Hepatocellular carcinoma (HCC) is frequently a lethal disease and one of the few malignancies that is still increasing in incidence around the world. Better animal models are highly desired to investigate the molecular basis of HCC and to develop novel therapeutic strategies. Alpha-fetoprotein (Afp) gene is expressed in fetal liver, silenced soon after birth, and highly re-expressed in hepatocellular carcinomas (HCC). We aimed to take advantage of the dramatic re-expression of the Afp gene in HCC to develop a hepatocarcinogenesis reporter (HCR) mouse model for dual-modality, longitudinal in vivo imaging of liver tumor development, and progression.

Methods

Knockin mice were established by placing a thymidine kinase (tk)–luciferase (luc) reporter gene cassette under the transcriptional control of the endogenous Afp promoter. DEN, a liver carcinogen, was used to induce liver tumors, which was monitored by both luc-based bioluminescent (BL) and tk-based positron emission tomography (PET) imaging.

Results

The expression profile of luc was identical to that of the endogenous Afp gene during development.

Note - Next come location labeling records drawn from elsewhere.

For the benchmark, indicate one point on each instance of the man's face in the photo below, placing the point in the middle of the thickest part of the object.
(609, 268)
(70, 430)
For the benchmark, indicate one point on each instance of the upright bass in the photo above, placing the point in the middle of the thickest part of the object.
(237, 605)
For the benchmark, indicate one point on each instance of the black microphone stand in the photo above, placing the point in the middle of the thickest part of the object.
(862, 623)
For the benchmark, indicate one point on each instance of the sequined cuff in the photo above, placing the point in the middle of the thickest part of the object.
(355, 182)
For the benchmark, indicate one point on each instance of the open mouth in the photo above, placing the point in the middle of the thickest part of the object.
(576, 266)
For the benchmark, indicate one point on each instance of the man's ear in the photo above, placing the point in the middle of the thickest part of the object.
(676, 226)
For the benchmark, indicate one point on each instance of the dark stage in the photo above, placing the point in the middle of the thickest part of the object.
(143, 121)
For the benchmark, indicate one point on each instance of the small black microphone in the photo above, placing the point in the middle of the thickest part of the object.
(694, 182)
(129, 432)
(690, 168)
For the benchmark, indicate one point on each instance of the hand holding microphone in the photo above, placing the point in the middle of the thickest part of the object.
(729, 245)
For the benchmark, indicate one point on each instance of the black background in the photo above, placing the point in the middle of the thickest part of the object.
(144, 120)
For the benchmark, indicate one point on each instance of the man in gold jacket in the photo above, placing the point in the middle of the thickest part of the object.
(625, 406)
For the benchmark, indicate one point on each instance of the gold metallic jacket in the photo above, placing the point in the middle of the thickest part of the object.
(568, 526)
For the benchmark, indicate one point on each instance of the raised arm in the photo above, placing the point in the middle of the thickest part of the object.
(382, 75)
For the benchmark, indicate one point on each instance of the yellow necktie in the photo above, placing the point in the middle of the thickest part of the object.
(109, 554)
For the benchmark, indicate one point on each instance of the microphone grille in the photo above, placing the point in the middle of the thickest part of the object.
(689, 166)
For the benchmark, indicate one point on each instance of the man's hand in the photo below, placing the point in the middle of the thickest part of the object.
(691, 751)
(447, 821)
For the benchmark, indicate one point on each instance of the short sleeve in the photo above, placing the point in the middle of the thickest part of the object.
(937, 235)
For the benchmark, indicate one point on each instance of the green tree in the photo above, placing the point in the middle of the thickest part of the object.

As early as 2 months after the exposure to DEN, BLI revealed multifocal signals in the liver, long before the appearance of histologically apparent neoplastic lesions. By 6 months, BL and PET dual imaging showed strong signals in malignant HCC. By serendipity, a strong BL signal was also detected in adult testes, a previously unknown site of Afp expression.

Conclusions

The HCR model enables longitudinal monitoring of liver tumor development and progression, providing a powerful tool in developing chemoprevention and therapeutic strategies for HCC.